Two of the most serious limitations include (i) a tendency to limit the scope of analysis to what has happened in the past, ignoring the potential for cumulative effects in the future; and (ii) a tendency to examine the effect of resistance on only one species of microorganism, ignoring the potential for transfer of resistance.

Conclusions

On the basis of the scientific evidence in this Report, the FAAIR Scientific Advisory Panel reached these conclusions:

All uses of antimicrobials in animals, agriculture, and humans contribute to the global pool of antimicrobial resistance genes in the environment.

Antimicrobial resistance in pathogenic bacteria limits treatment options; raises health care costs; and increases the number, severity, and duration of infections.

Commensal bacteria also contribute to the antimicrobial resistance problem by serving as reservoirs of resistance genes transferable to pathogenic bacteria.

It is estimated that, in the United States, the amount of antimicrobials administered to animals is comparable to that used in humans.
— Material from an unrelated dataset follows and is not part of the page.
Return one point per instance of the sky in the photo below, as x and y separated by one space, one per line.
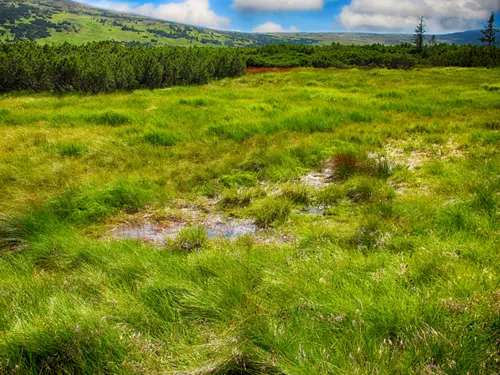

In contrast to use in humans, much of the antimicrobial use in food animals consists of administration to large groups for nontherapeutic applications, such as growth promotion and disease prevention.
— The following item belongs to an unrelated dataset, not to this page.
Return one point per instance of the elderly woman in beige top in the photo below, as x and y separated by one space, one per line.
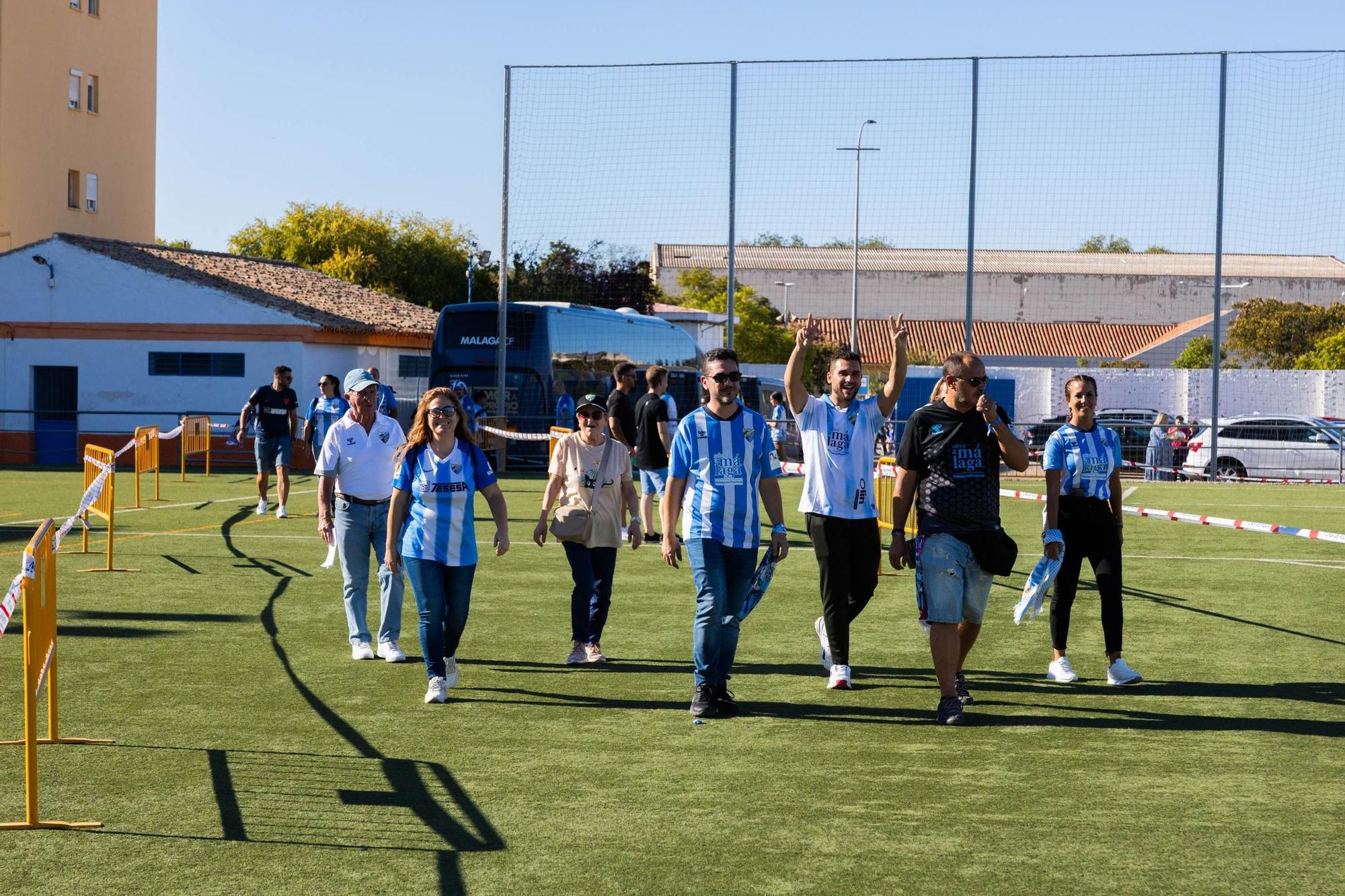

Antimicrobial use in food animal production selects for resistant strains and amplifies their persistence and dissemination in the environment.

Transfer of bacteria from food animals to humans is a common occurrence.

Use of antimicrobials in food animals contributes to the growing problem of antimicrobial resistance in animal and human infections.

Therefore, the committee concludes that the elimination of nontherapeutic use of antimicrobials1 in food animals and in agriculture will lower the burden of antimicrobial resistance in the environment, with consequent benefits to human and animal health.

Footnotes

  • a FAAIR Scientific Advisory Panel members are listed in the Acknowledgment.

  • Except for ionophores and coccidiostats, for which current evidence indicates no direct or environmentally mediated risk to human health.